5 Stocks to Buy When Everyone is Selling

4. The Walt Disney Company (NYSE:DIS)

Number of Hedge Fund Holders: 111  

The Walt Disney Company (NYSE:DIS) operates as an entertainment company. The stock is trading at nearly 40% below record highs amid park closures due to COVID-19. However, these closures do not represent a long-time concern as most economies around the world have returned to normal and those remaining are likely to follow suit soon. The firm is impressing on the streaming front, with subscribers growing 33% year-on-year in the second quarter. The company has pricing power with a massive original content library to draw from as well. 

On May 12, BMO Capital analyst Daniel Salmon maintained a Market Perform rating on The Walt Disney Company (NYSE:DIS) stock with a price target of $140, highlighting that the stock was “the type of blue chips investors will want to buy once the market stabilizes”. 

At the end of the fourth quarter of 2021, 111 hedge funds in the database of Insider Monkey held stakes worth $6.9 billion in The Walt Disney Company (NYSE:DIS), up from 101 the preceding quarter worth $9.4 billion.
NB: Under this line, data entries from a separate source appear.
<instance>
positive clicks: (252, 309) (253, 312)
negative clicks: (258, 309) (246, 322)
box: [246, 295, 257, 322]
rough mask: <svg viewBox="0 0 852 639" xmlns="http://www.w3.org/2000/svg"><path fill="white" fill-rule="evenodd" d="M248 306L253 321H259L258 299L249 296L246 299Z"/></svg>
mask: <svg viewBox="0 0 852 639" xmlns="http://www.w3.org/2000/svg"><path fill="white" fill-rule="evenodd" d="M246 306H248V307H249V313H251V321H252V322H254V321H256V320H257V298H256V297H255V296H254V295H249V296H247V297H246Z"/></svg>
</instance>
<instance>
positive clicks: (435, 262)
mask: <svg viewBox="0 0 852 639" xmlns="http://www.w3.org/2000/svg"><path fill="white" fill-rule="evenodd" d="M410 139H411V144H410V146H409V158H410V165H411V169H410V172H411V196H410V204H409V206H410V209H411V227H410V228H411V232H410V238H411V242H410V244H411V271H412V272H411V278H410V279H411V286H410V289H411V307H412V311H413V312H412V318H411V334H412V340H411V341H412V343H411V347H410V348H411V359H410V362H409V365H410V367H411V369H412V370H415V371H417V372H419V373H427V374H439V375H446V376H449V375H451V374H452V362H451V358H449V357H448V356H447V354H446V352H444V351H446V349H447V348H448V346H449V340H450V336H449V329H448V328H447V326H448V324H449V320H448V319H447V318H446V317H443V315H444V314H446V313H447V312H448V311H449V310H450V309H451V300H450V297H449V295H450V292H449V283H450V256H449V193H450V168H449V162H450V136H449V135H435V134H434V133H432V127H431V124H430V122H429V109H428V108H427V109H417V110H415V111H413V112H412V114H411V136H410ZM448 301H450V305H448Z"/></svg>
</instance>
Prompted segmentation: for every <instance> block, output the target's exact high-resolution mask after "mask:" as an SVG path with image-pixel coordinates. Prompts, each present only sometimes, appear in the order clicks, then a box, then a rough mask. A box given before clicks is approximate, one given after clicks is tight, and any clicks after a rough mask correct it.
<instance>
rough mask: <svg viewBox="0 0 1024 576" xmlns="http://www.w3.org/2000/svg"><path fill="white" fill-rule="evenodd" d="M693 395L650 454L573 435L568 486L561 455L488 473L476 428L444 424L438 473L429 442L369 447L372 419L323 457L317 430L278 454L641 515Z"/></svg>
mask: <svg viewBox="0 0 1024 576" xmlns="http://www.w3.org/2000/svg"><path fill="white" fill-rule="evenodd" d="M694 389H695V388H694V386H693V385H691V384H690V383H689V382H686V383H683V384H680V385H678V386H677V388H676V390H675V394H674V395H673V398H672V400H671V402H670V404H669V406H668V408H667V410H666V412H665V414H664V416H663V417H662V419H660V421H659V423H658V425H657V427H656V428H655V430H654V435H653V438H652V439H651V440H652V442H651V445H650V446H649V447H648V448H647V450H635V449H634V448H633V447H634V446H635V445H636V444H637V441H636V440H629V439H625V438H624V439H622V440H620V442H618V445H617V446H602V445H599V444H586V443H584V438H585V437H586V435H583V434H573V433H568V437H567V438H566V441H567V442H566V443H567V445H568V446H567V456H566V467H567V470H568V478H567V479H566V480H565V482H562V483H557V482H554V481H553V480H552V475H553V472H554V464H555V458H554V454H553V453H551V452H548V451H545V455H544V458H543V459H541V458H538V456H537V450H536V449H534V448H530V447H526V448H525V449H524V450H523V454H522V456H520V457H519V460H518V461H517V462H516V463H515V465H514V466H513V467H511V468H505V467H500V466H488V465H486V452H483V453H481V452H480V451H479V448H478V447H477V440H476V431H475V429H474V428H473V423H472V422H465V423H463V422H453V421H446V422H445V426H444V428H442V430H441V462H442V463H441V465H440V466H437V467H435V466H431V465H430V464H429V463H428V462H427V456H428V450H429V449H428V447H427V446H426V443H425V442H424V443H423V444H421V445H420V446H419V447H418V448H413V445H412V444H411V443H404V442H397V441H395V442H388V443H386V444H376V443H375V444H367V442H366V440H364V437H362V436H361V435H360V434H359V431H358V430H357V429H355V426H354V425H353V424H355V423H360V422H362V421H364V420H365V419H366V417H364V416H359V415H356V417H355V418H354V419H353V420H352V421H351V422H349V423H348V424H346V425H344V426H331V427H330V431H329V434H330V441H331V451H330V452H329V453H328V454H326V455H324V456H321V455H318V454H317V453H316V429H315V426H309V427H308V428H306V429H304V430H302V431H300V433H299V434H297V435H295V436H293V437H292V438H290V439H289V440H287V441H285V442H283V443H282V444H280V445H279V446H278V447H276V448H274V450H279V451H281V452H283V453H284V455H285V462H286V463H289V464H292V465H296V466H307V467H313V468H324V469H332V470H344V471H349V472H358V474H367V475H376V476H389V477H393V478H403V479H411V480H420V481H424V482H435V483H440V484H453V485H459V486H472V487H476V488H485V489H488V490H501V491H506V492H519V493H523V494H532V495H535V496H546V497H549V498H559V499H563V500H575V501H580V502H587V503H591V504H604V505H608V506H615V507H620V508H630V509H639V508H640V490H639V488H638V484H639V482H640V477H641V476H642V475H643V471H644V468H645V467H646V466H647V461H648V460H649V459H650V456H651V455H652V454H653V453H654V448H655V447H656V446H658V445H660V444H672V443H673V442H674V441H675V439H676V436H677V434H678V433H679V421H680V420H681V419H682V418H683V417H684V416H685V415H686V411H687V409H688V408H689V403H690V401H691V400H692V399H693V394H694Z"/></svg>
In its Q4 2021 investor letter, ClearBridge Investments, an asset management firm, highlighted a few stocks and The Walt Disney Company (NYSE:DIS) was one of them. Here is what the fund said:

“The communication services sector was a weak spot in both the benchmark and the portfolio in the fourth quarter. The Walt Disney Company (NYSE:DIS) announced lower than expected streaming subscriber growth to the company’s Disney+ offering, attributable primarily to the content release schedule. The Walt Disney Company (NYSE:DIS) has been ramping up content spending given strong global response to Disney+, although production capability was temporarily impacted by COVID-19. We still believe Disney is on track to reach the subscriber outlook outlined at its December 2020 analyst day, driven by a very robust slate of content releases, particularly in the 2022–2024 time period.”